Role in colonialism: Dutch royal family confronts the past

Between the 17th and 19th centuries, the Netherlands played a major role in the international slave trade.

Role in colonialism: Dutch royal family confronts the past

Between the 17th and 19th centuries, the Netherlands played a major role in the international slave trade. But how deeply was the royal family involved? A group of historians should now provide answers.

In the Netherlands, King Willem-Alexander has commissioned an independent inquiry into the role of the royal family in the country's colonial past. The Dutch government information service said three historians and a human rights expert would carry out the three-year investigation. The investigation should cover the period from the late 16th century to the "post-colonial present".

The Netherlands played an important role in the global slave trade from the 17th century until the abolition of slavery in the late 19th century. According to state information, the Dutch West India Company maintained ships on which an estimated 600,000 people were carried off into slavery over the centuries. The enslaved people were forcibly forced to work in inhumane conditions on plantations in the Dutch overseas colonies in the Caribbean and South America.

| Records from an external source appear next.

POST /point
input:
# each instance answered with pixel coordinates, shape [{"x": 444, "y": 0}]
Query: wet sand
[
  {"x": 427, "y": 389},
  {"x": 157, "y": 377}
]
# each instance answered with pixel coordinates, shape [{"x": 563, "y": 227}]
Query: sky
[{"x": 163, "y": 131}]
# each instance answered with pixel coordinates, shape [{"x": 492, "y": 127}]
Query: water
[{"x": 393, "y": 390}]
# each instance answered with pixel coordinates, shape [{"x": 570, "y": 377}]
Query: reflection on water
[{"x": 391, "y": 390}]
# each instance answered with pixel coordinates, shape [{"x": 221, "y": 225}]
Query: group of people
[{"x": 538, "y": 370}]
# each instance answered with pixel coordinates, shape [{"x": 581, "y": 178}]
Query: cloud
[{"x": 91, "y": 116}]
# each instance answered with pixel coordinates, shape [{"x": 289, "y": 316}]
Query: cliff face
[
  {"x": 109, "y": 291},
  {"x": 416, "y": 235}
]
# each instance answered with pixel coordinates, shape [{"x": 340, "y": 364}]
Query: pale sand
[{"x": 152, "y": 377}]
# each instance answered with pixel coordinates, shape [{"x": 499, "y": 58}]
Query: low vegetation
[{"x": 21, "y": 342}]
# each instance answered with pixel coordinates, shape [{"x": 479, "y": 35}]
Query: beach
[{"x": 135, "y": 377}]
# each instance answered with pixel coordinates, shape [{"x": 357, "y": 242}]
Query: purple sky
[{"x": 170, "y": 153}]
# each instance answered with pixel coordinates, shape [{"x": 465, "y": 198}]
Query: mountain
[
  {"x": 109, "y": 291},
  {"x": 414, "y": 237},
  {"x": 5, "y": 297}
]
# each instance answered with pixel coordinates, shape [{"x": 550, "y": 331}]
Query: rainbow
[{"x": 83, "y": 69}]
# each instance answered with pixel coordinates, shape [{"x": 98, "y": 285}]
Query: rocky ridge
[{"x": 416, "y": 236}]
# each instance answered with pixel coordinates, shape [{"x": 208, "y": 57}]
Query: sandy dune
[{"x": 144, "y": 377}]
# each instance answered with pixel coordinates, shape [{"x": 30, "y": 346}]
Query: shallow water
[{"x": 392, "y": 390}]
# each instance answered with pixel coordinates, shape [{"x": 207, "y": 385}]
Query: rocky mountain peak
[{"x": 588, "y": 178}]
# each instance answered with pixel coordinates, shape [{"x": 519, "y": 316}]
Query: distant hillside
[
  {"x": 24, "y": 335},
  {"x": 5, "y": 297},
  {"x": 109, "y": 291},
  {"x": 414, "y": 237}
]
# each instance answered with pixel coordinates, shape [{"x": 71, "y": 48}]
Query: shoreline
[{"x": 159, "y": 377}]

With the 150th anniversary of the abolition of slavery next year, interest groups are increasingly demanding reparations for the descendants of enslaved people. The government has announced it will apologize this month for its role in slavery. She wants to set up a fund with a volume of around 200 million euros to raise awareness of the role of the colonial power in slavery.

Last year government advisers recommended recognizing the slave trade of the 17th-19th centuries as a crime against humanity. Dutch bank ABN Amro apologized in April for the involvement of its legal predecessors in the slave trade, plantation slavery and trade in products derived from slavery.